Quem é Alan Victor e como começou sua trajetória profissional?
Sou carioca, mas vivi muitos anos em Araruama, na Região dos Lagos. Minha trajetória começou a partir de uma combinação de curiosidade pelo mundo, sensibilidade e estratégia. Atuo como assessor de comunicação e assessor de imprensa, sempre enxergando a comunicação como experiência — e não apenas como divulgação.
Hoje, em quais áreas você atua dentro do mercado de comunicação?
Minha atuação atravessa os universos da gastronomia, da hospitalidade, do turismo e dos grandes eventos culturais. Trabalho com marcas que entendem experiência e lifestyle como parte essencial do posicionamento, e isso orienta todas as estratégias que desenvolvo.
Você administra uma carteira extensa de clientes. Como define seu diferencial nesse cenário?
Atualmente, atendo mais de 35 clientes ativos, entre restaurantes, hotéis e projetos ligados à experiência. Meu diferencial está na capacidade de traduzir marcas em narrativas consistentes, humanas e conectadas ao comportamento contemporâneo. Vou além da divulgação tradicional, atuando em posicionamento, relacionamento com a imprensa, construção de reputação e leitura dos movimentos culturais que influenciam o consumo e o desejo.
Como as viagens internacionais impactaram sua forma de trabalhar?
No último ano, viajei por mais de 15 países. Essa vivência ampliou meu repertório e aprofundou meu olhar. Observei diferentes culturas, modelos de hospitalidade e cenas gastronômicas, o que refinou minha atuação no mercado brasileiro. Hoje, consigo trazer referências globais para estratégias locais, especialmente nos setores de alimentação, turismo e experiências de marca.
De que forma esse trânsito entre o Rio de Janeiro e o mundo faz parte da sua identidade profissional?

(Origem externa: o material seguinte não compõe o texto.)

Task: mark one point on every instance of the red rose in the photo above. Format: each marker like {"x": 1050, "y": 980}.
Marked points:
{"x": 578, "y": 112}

Esse movimento é essencial para mim. Eu observo, comparo, aprendo e adapto. Seja em cozinhas, hotéis icônicos ou eventos de grande escala, meu foco está sempre na experiência do público e na forma como histórias bem contadas criam vínculos duradouros entre marcas e pessoas.
O Carnaval tem um papel importante na sua trajetória?
Sem dúvida, o Carnaval ocupa um lugar simbólico forte. Ele representa a cultura, a hospitalidade e a potência do Rio de Janeiro. Ainda assim, minha carreira não se sustenta apenas nesse período. Construí um trabalho sólido que acontece ao longo de todo o ano, dialogando com diferentes contextos e públicos.
Como você define sofisticação dentro do seu trabalho hoje?
Acredito em uma sofisticação ampliada. Menos sobre excesso e mais sobre cuidado, consistência e autenticidade. Essa visão orienta tanto o meu trabalho com marcas quanto a forma como penso experiências e relações.
O que guia suas escolhas profissionais atualmente?
A mesma convicção que me acompanha desde o início: comunicar é criar encontros significativos. Entre marcas e pessoas. Entre culturas diferentes. Entre o Rio de Janeiro e o mundo.